Grant considered this with interest, and ceased to listen to the rest of Mr MacKay’s discourse. As he parted from him alongside the Ann Loefquist of Goteborg, Mr MacKay hoped that he was coming to the ceilidh tonight. All the island would be there and he would hear some fine singing.
When he asked his host about the ceilidh and where it was being held, Mr Todd said that it would be the usual mixture of song and talk and end up with the usual dance and that it would be held in the only place on the island suitable for such a gathering—the Peregrine Hall.
‘Why Peregrine?’
‘That is the name of the lady who gave it. She used to come to the island in the summer and she was all for improving trade and making the islanders self-supporting, so she built a fine long hut with big windows and skylights so that they could weave in company and not be ruining their eyes over looms in tiny dark rooms. They should get together, she said, and have a Cladda mark for their tweed and make it sought-after, like Harris. She could have saved her breath and her bawbees, poor lady. No islander would walk a yard to work. They would rather go blind than move out of their own light. But the hut is very useful for island gatherings. Why don’t you have a look in tonight when it gets going?’
Grant said that he would do that, and went away to spend the rest of the day climbing Cladda’s solitary hill. There was no mist today although the wind was still moisture-laden, and as he went upward the seas opened under him, scattered with islands and streaked with the tides. Here and there a single line, unnaturally straight in this arrangement of nature, marked the track of a ship. From the top he had the whole Hebridean world at his feet. He sat there and considered it, this barren water-logged universe, and it seemed to him the ultimate in desolation. A world half-emerged from chaos, formless and void. Looking down on Cladda itself it was impossible to tell, so mixed were sea and land, whether one was looking at a land full of lochs or a sea full of islands. It was a place best left to the grey geese and the seals.

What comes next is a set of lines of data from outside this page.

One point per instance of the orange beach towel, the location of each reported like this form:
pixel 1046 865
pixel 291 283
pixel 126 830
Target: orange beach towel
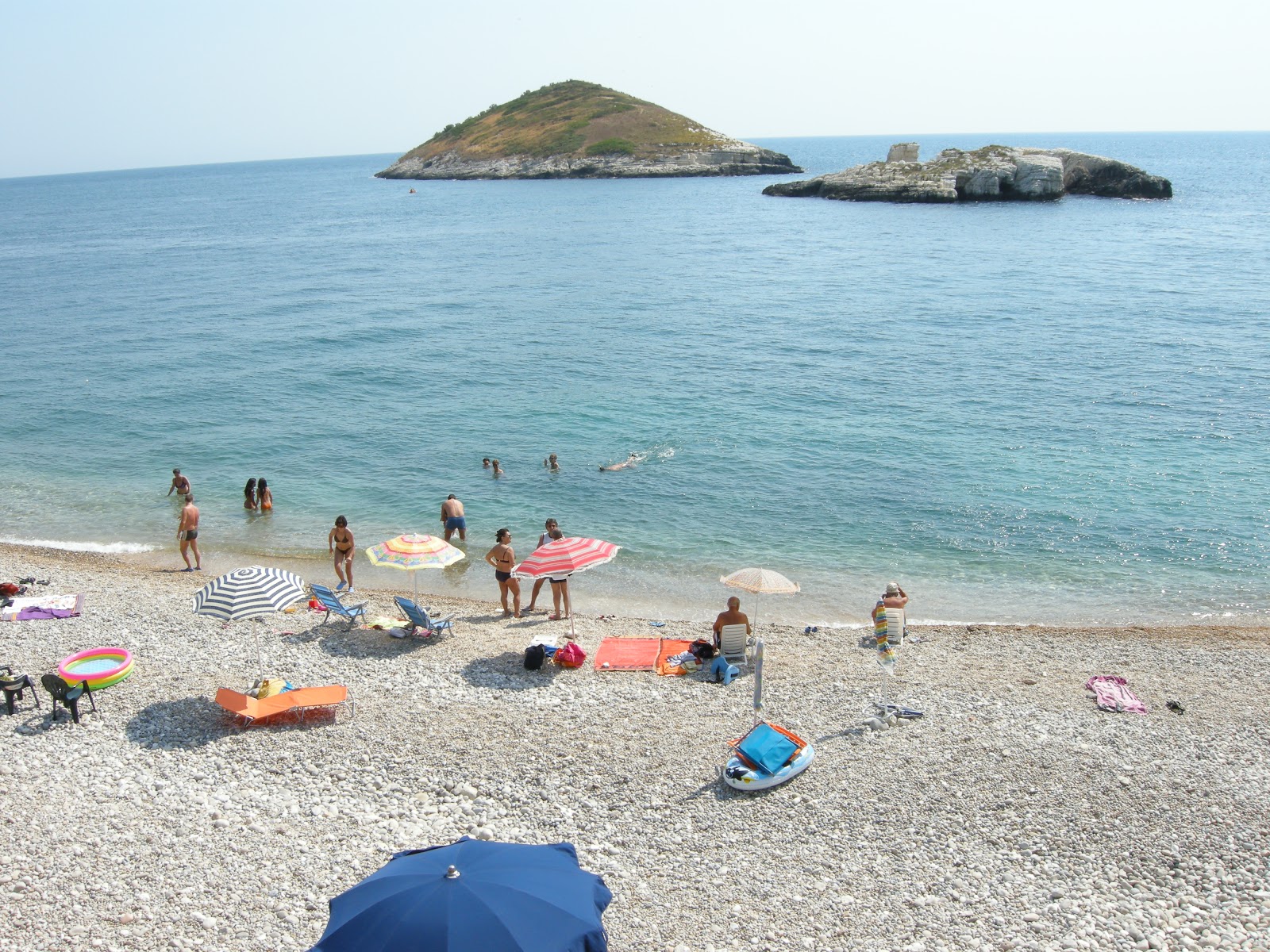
pixel 628 654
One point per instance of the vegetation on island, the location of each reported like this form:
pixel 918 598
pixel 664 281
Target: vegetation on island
pixel 571 118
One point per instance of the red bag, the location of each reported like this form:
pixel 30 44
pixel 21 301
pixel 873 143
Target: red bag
pixel 571 655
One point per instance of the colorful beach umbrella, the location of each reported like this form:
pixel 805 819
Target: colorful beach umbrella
pixel 249 593
pixel 760 582
pixel 565 556
pixel 473 895
pixel 410 552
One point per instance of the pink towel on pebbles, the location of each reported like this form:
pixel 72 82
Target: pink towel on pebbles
pixel 1111 693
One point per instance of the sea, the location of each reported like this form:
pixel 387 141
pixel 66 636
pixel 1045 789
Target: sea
pixel 1053 413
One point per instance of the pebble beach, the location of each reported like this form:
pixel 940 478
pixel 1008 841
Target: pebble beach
pixel 1013 816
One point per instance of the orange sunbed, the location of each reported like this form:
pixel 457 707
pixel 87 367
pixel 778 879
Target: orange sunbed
pixel 628 654
pixel 302 700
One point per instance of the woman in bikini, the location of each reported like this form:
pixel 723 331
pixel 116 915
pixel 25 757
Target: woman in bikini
pixel 341 545
pixel 537 585
pixel 502 558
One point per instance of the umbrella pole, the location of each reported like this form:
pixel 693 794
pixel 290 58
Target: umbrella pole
pixel 568 607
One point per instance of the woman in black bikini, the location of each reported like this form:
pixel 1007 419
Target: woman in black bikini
pixel 340 541
pixel 502 558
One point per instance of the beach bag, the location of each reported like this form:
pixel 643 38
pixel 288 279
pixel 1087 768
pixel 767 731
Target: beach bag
pixel 268 687
pixel 702 651
pixel 533 655
pixel 571 655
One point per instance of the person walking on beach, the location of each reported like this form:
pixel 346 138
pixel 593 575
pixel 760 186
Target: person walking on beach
pixel 733 616
pixel 179 486
pixel 187 535
pixel 452 516
pixel 537 583
pixel 502 558
pixel 340 543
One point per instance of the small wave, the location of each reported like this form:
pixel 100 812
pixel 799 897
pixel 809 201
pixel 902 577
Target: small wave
pixel 110 547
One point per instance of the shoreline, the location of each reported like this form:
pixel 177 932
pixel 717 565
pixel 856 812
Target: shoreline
pixel 596 594
pixel 1014 814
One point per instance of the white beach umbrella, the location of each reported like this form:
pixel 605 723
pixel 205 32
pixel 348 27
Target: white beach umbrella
pixel 760 582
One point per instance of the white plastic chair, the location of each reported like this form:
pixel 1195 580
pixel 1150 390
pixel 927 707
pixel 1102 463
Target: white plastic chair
pixel 734 645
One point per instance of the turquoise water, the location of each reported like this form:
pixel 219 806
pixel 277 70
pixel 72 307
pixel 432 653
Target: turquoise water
pixel 1024 413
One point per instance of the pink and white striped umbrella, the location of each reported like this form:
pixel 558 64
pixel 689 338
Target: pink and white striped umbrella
pixel 564 556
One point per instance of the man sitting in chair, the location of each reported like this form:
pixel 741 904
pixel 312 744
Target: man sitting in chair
pixel 733 616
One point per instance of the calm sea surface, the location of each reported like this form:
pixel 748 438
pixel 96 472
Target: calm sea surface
pixel 1054 413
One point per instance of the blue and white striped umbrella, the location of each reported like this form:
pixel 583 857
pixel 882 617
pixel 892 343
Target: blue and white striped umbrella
pixel 249 593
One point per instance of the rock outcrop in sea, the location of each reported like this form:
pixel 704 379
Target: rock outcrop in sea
pixel 582 131
pixel 988 175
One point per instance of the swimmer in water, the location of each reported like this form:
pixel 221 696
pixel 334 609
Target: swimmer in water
pixel 629 461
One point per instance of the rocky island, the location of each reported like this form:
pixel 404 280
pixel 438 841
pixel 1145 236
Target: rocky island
pixel 988 175
pixel 582 131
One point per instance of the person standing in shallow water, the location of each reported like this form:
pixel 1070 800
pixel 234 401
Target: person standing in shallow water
pixel 502 558
pixel 187 535
pixel 340 541
pixel 179 486
pixel 452 517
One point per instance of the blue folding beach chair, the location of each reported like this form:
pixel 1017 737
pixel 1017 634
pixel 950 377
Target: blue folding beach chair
pixel 421 620
pixel 333 606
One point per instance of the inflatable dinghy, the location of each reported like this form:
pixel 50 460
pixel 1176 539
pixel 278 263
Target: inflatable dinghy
pixel 768 757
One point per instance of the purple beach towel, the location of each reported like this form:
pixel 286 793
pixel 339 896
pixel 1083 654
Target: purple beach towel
pixel 1111 693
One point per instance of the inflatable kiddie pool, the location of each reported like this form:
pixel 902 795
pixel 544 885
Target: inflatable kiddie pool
pixel 99 666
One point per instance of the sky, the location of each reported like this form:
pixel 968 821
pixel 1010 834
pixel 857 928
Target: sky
pixel 88 86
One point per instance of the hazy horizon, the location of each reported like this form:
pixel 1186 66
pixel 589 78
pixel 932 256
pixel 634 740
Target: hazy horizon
pixel 137 84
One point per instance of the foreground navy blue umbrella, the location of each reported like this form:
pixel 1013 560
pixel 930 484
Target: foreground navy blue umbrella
pixel 473 895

He was happy up there, however; watching the changing patterns on the sea floor, violet and grey and green; watching the sea birds soar to inspect him and the flutter of nesting plovers on the low ground. Thinking about Mr MacKay’s mirages and the stones that walked. Thinking, as he never ceased for any length of time to think, about B Seven. Here was B Seven’s world, according to specification. The singing sands, the talking beasts, the walking stones, the streams that ceased to run. What had B Seven intended to do here? Just to come, as he himself had done, and look?
A flying dash, with an overnight case. That surely portended one of two things: a meeting, or an inspection. Since no one had yet missed him, then it could not have been a rendezvous. Therefore it was an inspection. One could go to inspect many things: a house; a prospect; a painting. But if one was driven to write verse en route then the verse was surely a pointer to the subject for inspection.
What had held B Seven in bondage to this bleak world? Had he been reading too many books by H. G. F. Pynche-Maxwell and his like? Had he forgotten that the silver sands and the wild flowers and the sapphire seas were strictly seasonal?
From the top of the hill at Cladda, Grant sent B Seven a salute and a blessing. But for B Seven he would not be sitting above this sodden world feeling like a king. New-born and self-owning. He was something more than B Seven’s champion now: he was his debtor. His servant.
As he left the shelter he had found for himself the wind caught him in the chest, and he leaned on it as he went downhill as he used to when he was a boy, so that it supported him and he could almost fall downhill in the most surprising manner and still be safe.